Round 2 – cache hit; only new messages are billed at full price.
Rounds 10, 20, 40 – same pattern; only newly added tokens incur full cost.
Long‑running coding agents and document‑analysis pipelines become economically feasible because static parts can represent 60‑70 % of total token usage.
Compatibility with Manual Breakpoints
Automatic caching does not eliminate fine‑grained control. You can still place explicit cache_control blocks for sections that need separate caching (e.g., a globally shared system prompt while keeping per‑project context separate).
Rules for Keeping the Cache Active
Claude’s cache is prefix‑based, so request ordering determines cache effectiveness. The recommended ordering is:
Base system instruction – global cache across all sessions
Tool definitions – global cache across all sessions
Project‑specific files (e.g., CLAUDE.md) – cache per project
Session state – cache per session
Conversation messages – grow each round
Static content at the start guarantees a cache hit for every session; dynamic content later means only new tokens are billed at full price.
Common patterns that break the prefix:
Embedded timestamps in the system prompt
Non‑deterministic loading order of tool definitions
Parameters that vary slightly between sessions
Do Not Change Tools Mid‑Session
Adding or removing tools changes the prefix, wiping the cache and requiring a full rebuild. The Claude team avoids this by keeping tool definitions constant and using mode‑switching tools such as EnterPlanMode and ExitPlanMode to signal changes via system messages.
Use System Messages Instead of Editing the Prompt
When session data changes (file updates, timestamps, user preferences), embed the update in a <system‑reminder> tag that is passed as part of the next user message or tool result. The model reads the tag, understands the update, and the cache prefix remains unchanged.

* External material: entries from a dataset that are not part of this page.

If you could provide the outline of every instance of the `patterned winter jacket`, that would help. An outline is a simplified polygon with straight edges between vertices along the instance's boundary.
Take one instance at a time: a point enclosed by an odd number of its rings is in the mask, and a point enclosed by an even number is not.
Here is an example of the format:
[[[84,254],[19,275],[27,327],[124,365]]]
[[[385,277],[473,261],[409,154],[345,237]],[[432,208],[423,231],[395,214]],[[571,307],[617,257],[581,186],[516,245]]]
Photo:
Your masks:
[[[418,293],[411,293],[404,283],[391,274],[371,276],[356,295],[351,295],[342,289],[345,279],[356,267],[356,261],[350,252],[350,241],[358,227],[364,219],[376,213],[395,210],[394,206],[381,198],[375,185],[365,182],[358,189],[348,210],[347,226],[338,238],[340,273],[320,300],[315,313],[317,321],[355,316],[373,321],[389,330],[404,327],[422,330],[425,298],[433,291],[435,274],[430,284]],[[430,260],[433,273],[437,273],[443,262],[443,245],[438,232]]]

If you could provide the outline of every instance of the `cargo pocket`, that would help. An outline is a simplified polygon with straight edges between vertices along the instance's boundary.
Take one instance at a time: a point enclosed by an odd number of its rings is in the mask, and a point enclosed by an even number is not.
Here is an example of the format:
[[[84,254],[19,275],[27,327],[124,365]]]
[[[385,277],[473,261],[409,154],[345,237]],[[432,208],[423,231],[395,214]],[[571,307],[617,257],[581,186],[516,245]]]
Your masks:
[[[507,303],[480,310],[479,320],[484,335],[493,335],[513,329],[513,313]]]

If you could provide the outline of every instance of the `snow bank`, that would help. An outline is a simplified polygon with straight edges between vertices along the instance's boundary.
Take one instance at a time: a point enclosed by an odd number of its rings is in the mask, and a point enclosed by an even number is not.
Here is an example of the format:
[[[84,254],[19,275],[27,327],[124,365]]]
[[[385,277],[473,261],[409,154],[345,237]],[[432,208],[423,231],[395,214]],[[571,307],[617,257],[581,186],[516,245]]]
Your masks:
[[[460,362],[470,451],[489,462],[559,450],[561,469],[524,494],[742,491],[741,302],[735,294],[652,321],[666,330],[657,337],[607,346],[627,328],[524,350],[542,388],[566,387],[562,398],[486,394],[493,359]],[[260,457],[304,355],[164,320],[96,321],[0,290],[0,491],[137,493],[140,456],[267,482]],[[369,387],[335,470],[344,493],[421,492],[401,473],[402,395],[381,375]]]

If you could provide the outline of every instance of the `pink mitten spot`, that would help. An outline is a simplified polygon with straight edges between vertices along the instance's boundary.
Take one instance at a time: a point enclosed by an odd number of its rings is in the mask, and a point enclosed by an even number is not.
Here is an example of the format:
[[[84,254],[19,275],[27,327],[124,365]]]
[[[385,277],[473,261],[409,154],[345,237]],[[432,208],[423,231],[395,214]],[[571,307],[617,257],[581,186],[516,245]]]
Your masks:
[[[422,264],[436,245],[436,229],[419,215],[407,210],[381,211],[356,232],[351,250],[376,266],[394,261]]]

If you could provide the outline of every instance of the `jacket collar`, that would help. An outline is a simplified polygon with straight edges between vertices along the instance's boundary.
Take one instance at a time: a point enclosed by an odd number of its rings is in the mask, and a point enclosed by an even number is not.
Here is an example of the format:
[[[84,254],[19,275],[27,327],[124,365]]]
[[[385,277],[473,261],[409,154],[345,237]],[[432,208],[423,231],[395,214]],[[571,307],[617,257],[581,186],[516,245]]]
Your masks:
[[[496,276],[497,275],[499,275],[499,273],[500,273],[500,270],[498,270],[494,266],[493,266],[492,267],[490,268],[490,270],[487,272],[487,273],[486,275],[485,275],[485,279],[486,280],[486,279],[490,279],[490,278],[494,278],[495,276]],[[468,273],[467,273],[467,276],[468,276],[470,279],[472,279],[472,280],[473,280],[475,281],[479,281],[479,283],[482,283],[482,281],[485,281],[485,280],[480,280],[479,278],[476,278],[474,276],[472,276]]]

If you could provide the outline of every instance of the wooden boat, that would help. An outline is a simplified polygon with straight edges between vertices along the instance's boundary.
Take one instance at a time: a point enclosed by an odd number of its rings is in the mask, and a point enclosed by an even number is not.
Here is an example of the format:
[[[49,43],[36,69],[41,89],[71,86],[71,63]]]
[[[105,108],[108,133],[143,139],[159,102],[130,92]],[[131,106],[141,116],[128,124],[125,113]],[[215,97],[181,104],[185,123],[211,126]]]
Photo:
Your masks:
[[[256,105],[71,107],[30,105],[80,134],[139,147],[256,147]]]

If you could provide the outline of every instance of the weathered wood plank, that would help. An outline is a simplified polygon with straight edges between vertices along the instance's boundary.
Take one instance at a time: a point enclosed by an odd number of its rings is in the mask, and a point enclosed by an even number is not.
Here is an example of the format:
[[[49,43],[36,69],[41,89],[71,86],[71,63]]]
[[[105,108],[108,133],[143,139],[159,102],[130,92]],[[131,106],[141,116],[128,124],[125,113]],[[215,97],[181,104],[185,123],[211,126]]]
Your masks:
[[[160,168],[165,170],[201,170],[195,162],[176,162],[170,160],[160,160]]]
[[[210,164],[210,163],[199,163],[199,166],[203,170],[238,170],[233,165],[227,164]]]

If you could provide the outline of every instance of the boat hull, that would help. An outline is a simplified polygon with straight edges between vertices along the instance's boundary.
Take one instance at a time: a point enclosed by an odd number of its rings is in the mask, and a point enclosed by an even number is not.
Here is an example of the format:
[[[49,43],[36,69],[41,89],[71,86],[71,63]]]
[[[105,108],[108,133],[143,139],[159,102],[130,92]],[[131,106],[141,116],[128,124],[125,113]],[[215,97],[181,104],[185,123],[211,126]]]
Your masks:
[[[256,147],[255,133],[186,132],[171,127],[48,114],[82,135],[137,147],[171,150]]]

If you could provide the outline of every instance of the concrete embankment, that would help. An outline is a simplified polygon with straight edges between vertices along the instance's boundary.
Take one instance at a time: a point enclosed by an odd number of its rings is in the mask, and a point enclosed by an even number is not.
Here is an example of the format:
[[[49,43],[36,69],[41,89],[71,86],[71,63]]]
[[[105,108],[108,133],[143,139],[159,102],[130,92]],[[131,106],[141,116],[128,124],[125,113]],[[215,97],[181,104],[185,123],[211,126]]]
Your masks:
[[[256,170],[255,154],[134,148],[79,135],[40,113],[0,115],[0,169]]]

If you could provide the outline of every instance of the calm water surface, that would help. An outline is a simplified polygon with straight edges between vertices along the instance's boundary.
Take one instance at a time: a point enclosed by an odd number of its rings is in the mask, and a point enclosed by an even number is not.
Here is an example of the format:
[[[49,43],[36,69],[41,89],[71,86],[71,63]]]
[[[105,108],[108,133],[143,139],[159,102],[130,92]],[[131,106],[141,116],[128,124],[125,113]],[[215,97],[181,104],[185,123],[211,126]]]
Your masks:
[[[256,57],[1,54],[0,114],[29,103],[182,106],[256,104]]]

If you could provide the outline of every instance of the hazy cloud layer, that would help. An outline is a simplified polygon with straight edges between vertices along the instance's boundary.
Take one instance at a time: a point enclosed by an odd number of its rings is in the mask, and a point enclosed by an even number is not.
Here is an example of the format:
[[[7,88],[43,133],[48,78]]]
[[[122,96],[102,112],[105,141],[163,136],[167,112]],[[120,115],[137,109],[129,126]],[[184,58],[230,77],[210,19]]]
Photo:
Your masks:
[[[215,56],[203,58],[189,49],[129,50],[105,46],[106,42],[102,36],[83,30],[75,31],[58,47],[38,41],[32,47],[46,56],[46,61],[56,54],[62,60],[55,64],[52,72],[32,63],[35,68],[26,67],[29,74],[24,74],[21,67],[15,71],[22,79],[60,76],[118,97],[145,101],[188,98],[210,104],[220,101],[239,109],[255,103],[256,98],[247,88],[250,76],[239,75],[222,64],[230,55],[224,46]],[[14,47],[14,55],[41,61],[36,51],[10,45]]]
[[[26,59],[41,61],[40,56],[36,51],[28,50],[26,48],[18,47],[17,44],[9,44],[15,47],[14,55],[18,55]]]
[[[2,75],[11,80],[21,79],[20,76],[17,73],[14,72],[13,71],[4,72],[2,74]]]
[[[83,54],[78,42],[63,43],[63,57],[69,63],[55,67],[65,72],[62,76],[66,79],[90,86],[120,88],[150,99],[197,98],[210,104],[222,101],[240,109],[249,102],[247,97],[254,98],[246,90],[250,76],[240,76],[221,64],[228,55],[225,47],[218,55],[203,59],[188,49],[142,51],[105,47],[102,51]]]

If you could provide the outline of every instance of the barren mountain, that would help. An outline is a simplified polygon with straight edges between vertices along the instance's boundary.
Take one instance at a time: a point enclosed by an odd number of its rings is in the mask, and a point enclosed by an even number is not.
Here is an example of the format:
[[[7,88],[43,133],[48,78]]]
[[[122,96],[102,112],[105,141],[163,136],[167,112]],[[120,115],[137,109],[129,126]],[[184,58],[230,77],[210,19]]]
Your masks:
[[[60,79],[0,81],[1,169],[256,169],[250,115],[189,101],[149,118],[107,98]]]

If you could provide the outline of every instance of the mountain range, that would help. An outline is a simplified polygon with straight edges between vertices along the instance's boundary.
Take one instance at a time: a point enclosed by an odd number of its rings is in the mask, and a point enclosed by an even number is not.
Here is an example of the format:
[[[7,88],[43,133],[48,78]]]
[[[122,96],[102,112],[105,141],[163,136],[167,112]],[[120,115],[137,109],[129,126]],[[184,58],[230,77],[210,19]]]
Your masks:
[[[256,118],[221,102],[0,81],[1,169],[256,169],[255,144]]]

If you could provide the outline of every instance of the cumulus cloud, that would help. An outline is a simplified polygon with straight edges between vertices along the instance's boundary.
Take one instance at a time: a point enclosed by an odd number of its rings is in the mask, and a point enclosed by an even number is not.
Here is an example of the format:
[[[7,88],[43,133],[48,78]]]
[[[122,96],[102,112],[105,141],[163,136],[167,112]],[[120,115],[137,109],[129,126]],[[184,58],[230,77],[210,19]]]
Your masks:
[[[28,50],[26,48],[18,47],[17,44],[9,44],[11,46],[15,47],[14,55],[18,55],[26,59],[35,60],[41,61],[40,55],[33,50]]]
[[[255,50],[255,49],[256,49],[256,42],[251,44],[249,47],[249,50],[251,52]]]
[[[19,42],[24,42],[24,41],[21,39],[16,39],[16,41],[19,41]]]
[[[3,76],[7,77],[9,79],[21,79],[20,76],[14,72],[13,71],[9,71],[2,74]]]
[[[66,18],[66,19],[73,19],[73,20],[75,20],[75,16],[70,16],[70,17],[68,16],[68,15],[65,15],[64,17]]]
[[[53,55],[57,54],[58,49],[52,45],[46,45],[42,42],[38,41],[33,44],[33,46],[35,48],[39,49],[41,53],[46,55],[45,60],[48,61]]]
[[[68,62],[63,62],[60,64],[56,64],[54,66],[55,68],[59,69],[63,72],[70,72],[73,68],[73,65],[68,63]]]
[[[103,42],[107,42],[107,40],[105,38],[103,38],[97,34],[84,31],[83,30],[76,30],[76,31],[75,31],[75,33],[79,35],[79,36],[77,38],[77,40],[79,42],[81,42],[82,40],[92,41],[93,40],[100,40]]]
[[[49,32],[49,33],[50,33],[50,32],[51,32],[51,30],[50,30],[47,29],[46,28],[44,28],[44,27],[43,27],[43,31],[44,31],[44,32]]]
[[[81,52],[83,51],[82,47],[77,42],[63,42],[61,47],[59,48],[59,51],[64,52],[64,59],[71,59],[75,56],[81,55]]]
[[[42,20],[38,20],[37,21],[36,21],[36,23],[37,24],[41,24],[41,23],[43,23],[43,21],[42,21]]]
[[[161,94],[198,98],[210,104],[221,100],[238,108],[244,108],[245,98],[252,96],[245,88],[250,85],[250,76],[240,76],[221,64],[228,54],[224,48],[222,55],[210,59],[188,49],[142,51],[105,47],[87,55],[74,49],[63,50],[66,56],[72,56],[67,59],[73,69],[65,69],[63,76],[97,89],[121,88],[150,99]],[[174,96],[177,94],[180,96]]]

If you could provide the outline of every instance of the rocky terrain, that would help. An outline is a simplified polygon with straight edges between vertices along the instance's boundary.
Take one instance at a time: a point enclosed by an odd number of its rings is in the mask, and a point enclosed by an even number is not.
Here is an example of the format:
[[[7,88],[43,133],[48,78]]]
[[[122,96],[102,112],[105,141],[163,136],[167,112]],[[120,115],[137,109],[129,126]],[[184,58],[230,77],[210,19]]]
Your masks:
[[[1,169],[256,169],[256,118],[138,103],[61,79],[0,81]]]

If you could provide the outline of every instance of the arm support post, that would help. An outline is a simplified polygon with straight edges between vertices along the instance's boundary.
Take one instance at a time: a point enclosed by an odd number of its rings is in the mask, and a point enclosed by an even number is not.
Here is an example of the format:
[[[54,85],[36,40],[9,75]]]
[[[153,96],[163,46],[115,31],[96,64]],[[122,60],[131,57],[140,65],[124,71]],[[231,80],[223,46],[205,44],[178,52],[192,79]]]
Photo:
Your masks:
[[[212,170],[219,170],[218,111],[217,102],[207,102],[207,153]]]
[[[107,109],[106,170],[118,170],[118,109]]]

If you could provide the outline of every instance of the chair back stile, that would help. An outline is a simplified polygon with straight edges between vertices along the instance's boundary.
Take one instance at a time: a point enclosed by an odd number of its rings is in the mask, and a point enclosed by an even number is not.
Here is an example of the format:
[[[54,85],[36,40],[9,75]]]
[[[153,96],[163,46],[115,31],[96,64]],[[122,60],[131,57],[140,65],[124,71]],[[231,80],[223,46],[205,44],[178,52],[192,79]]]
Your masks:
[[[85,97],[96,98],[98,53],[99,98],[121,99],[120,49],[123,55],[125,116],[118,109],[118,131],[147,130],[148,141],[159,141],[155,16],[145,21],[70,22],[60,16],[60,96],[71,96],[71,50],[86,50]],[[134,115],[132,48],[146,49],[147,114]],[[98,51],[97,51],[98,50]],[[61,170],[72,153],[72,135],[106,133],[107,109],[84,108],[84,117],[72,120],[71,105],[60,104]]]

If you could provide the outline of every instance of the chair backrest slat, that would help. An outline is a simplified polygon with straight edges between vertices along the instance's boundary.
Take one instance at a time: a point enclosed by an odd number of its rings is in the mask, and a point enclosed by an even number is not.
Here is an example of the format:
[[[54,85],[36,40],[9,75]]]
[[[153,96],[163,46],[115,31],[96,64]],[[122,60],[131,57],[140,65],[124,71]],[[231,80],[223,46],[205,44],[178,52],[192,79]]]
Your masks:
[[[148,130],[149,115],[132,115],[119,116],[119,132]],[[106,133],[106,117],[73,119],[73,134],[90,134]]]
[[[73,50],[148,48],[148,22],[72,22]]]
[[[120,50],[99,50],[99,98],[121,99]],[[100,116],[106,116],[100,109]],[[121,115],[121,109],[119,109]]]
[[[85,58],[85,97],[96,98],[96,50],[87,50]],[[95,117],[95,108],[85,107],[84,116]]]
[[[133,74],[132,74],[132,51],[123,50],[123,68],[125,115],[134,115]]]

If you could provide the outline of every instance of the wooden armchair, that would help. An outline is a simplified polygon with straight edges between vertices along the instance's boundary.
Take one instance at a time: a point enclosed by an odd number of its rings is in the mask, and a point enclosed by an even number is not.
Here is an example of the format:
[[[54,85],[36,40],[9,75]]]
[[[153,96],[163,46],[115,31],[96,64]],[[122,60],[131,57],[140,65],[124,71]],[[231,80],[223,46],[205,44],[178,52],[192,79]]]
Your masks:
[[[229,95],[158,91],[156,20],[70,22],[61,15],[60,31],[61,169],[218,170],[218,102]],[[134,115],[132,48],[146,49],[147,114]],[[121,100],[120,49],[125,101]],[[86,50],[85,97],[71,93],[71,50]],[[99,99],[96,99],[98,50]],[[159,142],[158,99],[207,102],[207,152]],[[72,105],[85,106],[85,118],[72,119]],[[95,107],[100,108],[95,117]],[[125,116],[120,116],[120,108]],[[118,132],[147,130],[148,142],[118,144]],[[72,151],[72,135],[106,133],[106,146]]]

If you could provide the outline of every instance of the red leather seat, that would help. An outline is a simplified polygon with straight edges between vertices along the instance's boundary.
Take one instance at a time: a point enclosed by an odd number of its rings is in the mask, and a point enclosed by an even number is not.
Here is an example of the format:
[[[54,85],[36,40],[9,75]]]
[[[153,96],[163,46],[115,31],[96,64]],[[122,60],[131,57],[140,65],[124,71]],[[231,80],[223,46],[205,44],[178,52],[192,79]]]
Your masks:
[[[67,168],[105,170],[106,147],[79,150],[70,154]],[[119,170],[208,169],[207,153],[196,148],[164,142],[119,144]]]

Avoid Switching Models Within a Session
Cache entries are model‑specific. Switching from Opus to Haiku discards the existing cache and forces a full‑price rebuild of the entire context. If a sub‑task requires a cheaper model, use a sub‑agent: let the primary model hand off a concise context to the secondary model while preserving the main session cache.
Compression (Safe Fork)
Long‑running agents eventually hit the context‑window limit and must summarize the conversation. A naïve compression call with a different system prompt breaks the cache. The safe‑fork pattern preserves caching:
Use the exact same system prompt, tools, and static context as the parent conversation.
Prepend the full conversation history.
Append the compressed summary as the final user message.
The request is almost identical to the parent’s last round, so the cache is hit and only the compressed summary tokens are billed at full price.
When Prompt Caching Is Most Effective
Prompt caching yields the greatest savings when:
The static context exceeds ~1,000 tokens.
The session runs many rounds (e.g., >5 rounds).
Typical use cases include:
Coding agents with large system prompts, many tool definitions, and multi‑round interactions.
Document‑analysis pipelines that repeatedly use the same instructions and context.
Customer‑support bots that rely on extensive, unchanging knowledge bases.
Research assistants that read, synthesize, and iterate over many rounds.
If static context is small and sessions are short, automatic caching provides little benefit.
Overall, automatic prompt caching in Claude’s API reduces token‑costs for any developer building multi‑round agents, provided that cache‑breaking patterns (changing static order, editing system prompts, swapping tools, or switching models) are avoided.